Na guerra da Ucrânia, Bolsonaro falou em “solidariedade” à Rússia, “neutralidade” e “parceria” com Vladimir Putin. Lavou as mãos, como fez diante da covid e das chuvas na Bahia, mas o discurso também está pronto: o Itamaraty votou na ONU contra a Rússia e o governo libera verbas para Estados afetados pelas enchentes.
A gasolina? Bem, o que ele pode fazer? Se a “culpa” na pandemia foi do STF, de governadores, prefeitos e mídia, agora é da Petrobras, que “atrapalha”. O fato de ser (ainda) presidida pelo general Joaquim Silva e Luna, muito respeitado entre militares e civis, poderia ser um complicador. Que nada!
Se o capitão insubordinado destratou o vice-presidente, demitiu o ministro da Defesa e os comandantes de Marinha, Exército e Aeronáutica, todos de quatro-estrelas, que diferença faz demitir mais um? O Centrão é que importa.

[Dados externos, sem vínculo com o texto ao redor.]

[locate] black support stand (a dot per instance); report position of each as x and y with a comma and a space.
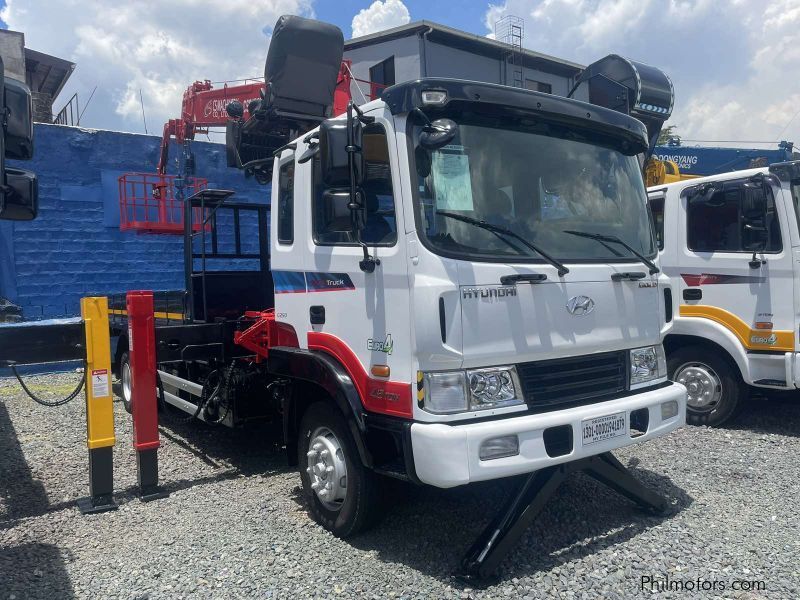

Bolsonaro também libera dinheiro para pobres, empresas, evangélicos e sabe manter unida outro tipo de tropa e tenta censurar um filme de 2017 sob acusação de “apologia à pedofilia”. É mais uma fake news, mas funciona que é uma beleza em setores da sociedade que não se interessam por política e não sofrem com a economia, mas têm enfarte com beijo gay na TV.
Na campanha, Lula e Bolsonaro têm um adversário implacável, a rejeição. E, assim como o mensalão e o petrolão serão um tsunami contra Lula, pandemia, Amazônia, cultura, educação, política externa, rachadinhas e os jet skis na hora errada vão cair na cabeça de Bolsonaro.
Até lá, a guerra é outra: capturar os náufragos da terceira via. Lula tem Geraldo Alckmin como chamariz, mas Bolsonaro tem verba, caneta, a maior bancada da Câmara e uma rede de ódio mais azeitada. O grande beneficiário de tudo isso pode ser a quarta via: o voto nulo ou em branco.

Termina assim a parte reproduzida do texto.